Roland Auschel: Der Konsument stand bei Adidas schon immer im Mittelpunkt.  Das ist der Kern unseres Geschäfts. Zudem baut unsere neue Strategie „Own the Game“ bis 2025 auf dem Erfolg von „Creating the New“ auf. Mit dieser vorangegangenen Strategie haben wir von Anfang 2016 bis 2019 sieben Milliarden Euro Umsatz zugelegt.

Aus Kunden wollen sie künftig „Member“, also Mitglieder, machen - was macht Sie so sicher, dass Kunden tatsächlich „Member“ bei Ihnen werden wollen?
Das wissen wir aus dem Feedback unserer Konsumenten. Wir sind die einzige Marke, bei der Mitglieder nicht nur Punkte sammeln, wenn sie Adidas-Produkte kaufen, sondern auch über sportliche Aktivitäten. So kann man bei Nutzung der Adidas-App auch Statuskunde werden, wenn man regelmäßig laufen geht oder Yoga macht. Im Gegenzug erhält man dafür exklusiven Zugang zu Produkten, bekommt Rabatte oder auch mal die Möglichkeit, seine sportlichen Idole zu treffen.

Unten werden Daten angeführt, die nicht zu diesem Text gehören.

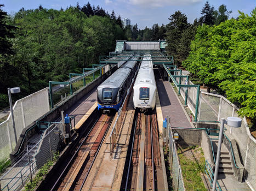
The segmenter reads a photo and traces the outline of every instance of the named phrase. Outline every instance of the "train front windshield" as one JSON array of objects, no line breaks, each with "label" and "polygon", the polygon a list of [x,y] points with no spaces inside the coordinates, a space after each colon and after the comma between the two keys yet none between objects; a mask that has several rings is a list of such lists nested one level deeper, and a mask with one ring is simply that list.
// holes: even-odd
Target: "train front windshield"
[{"label": "train front windshield", "polygon": [[104,88],[103,99],[104,100],[112,100],[112,89],[111,88]]},{"label": "train front windshield", "polygon": [[149,88],[148,87],[140,88],[140,99],[142,99],[142,100],[149,99]]}]

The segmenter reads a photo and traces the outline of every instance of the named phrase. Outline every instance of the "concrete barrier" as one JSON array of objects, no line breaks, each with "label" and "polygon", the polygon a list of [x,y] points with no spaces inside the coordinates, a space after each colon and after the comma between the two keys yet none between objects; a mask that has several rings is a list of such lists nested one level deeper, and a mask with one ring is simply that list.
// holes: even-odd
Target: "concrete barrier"
[{"label": "concrete barrier", "polygon": [[[111,74],[116,70],[116,67],[112,68],[111,71]],[[65,100],[55,106],[54,108],[38,118],[36,121],[33,122],[30,125],[24,128],[19,138],[15,148],[14,151],[10,153],[11,162],[13,163],[20,152],[26,148],[27,141],[34,135],[39,133],[39,129],[37,126],[37,122],[55,121],[56,118],[61,116],[61,111],[63,110],[65,111],[67,110],[83,97],[83,96],[88,93],[94,87],[97,87],[101,83],[109,76],[109,75],[107,75],[107,74],[105,74],[101,77],[99,77],[94,81],[87,84],[86,86],[73,93],[73,95],[67,98]]]}]

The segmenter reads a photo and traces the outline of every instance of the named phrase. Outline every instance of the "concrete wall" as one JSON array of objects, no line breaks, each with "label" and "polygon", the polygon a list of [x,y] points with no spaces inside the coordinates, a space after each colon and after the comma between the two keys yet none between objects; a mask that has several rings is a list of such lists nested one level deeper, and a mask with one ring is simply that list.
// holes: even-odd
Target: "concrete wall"
[{"label": "concrete wall", "polygon": [[242,182],[243,180],[243,171],[244,170],[244,167],[242,165],[242,164],[241,163],[238,150],[236,146],[236,140],[233,139],[231,139],[230,141],[232,145],[232,148],[233,148],[233,153],[235,158],[235,160],[236,162],[236,166],[238,167],[238,168],[235,165],[235,162],[234,161],[233,157],[232,156],[231,148],[229,141],[225,136],[223,136],[223,143],[227,147],[230,154],[230,159],[231,161],[232,166],[233,167],[233,170],[234,172],[234,175],[235,176],[235,178],[237,181]]},{"label": "concrete wall", "polygon": [[[111,73],[116,70],[116,68],[115,67],[111,70]],[[56,118],[61,116],[62,110],[66,111],[67,110],[83,97],[83,96],[89,93],[94,87],[97,87],[101,83],[108,77],[109,76],[105,74],[101,77],[98,77],[94,81],[87,84],[86,86],[74,93],[72,96],[68,98],[65,101],[55,106],[54,108],[38,118],[37,121],[55,121]],[[28,140],[38,133],[39,129],[37,126],[35,127],[36,125],[36,122],[34,122],[22,130],[15,148],[10,154],[11,161],[13,161],[18,156],[19,152],[26,148]]]},{"label": "concrete wall", "polygon": [[179,134],[178,141],[180,145],[185,147],[194,145],[201,145],[202,130],[172,129],[173,133]]},{"label": "concrete wall", "polygon": [[208,160],[209,164],[213,169],[213,167],[215,166],[215,164],[213,159],[211,140],[209,136],[208,136],[205,130],[202,130],[202,141],[201,146],[203,149],[204,159],[206,160]]}]

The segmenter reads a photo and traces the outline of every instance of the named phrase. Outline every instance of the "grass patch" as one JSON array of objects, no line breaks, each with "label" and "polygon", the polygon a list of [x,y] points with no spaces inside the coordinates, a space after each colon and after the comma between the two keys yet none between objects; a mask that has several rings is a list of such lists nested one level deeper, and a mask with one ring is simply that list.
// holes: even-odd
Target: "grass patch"
[{"label": "grass patch", "polygon": [[205,165],[202,148],[194,146],[183,151],[178,149],[178,153],[186,190],[207,191],[201,176]]},{"label": "grass patch", "polygon": [[32,181],[29,181],[25,186],[25,191],[33,190],[36,187],[38,186],[39,183],[43,180],[44,175],[48,173],[48,170],[50,167],[53,165],[53,163],[57,161],[60,155],[59,152],[56,152],[53,154],[53,160],[48,160],[47,163],[39,170],[38,172],[36,175],[36,177],[33,179]]},{"label": "grass patch", "polygon": [[167,178],[168,188],[169,190],[173,190],[173,179],[170,175],[170,166],[169,164],[169,149],[168,148],[166,154],[166,147],[163,147],[163,154],[164,156],[164,164],[166,165],[166,176]]},{"label": "grass patch", "polygon": [[5,159],[0,162],[0,173],[2,173],[6,168],[10,166],[10,160]]}]

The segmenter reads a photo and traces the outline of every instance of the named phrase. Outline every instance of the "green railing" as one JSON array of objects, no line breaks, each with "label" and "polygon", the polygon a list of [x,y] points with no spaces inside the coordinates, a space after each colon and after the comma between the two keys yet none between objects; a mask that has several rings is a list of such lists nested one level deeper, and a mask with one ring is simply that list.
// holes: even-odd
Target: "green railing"
[{"label": "green railing", "polygon": [[226,139],[227,139],[227,140],[229,141],[229,145],[230,145],[230,150],[231,151],[232,157],[233,158],[234,163],[235,164],[235,166],[236,166],[237,169],[239,169],[239,168],[236,165],[236,160],[235,160],[235,157],[234,156],[233,147],[232,147],[231,141],[230,141],[230,140],[229,139],[227,136],[226,136],[225,133],[224,133],[224,135],[226,137]]},{"label": "green railing", "polygon": [[[204,166],[204,172],[207,175],[209,180],[210,181],[211,186],[212,186],[213,182],[213,177],[214,177],[214,174],[213,174],[213,171],[211,167],[210,164],[208,162],[208,160],[206,160],[206,165]],[[222,191],[222,189],[220,187],[219,182],[217,181],[217,186],[215,188],[215,191]]]}]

Bis 2025 sollen 500 Millionen Menschen „Member“ werden, heute sind es 150 Millionen – in welchen Märkten sehen Sie denn das größte Potenzial?
Die Möglichkeit, bei Adidas Mitglied zu werden, gibt es seit Ende 2018. Insofern ist das Programm noch verhältnismäßig jung und das Potential, in allen Märkten weiter zu wachsen, entsprechend groß. Potential sehen wir auch darin, die Mitglieder unserer Vereine wie zum Beispiel Bayern München gezielt anzusprechen und uns mit den Mitgliederprogrammen von Handelspartnern zu verbinden.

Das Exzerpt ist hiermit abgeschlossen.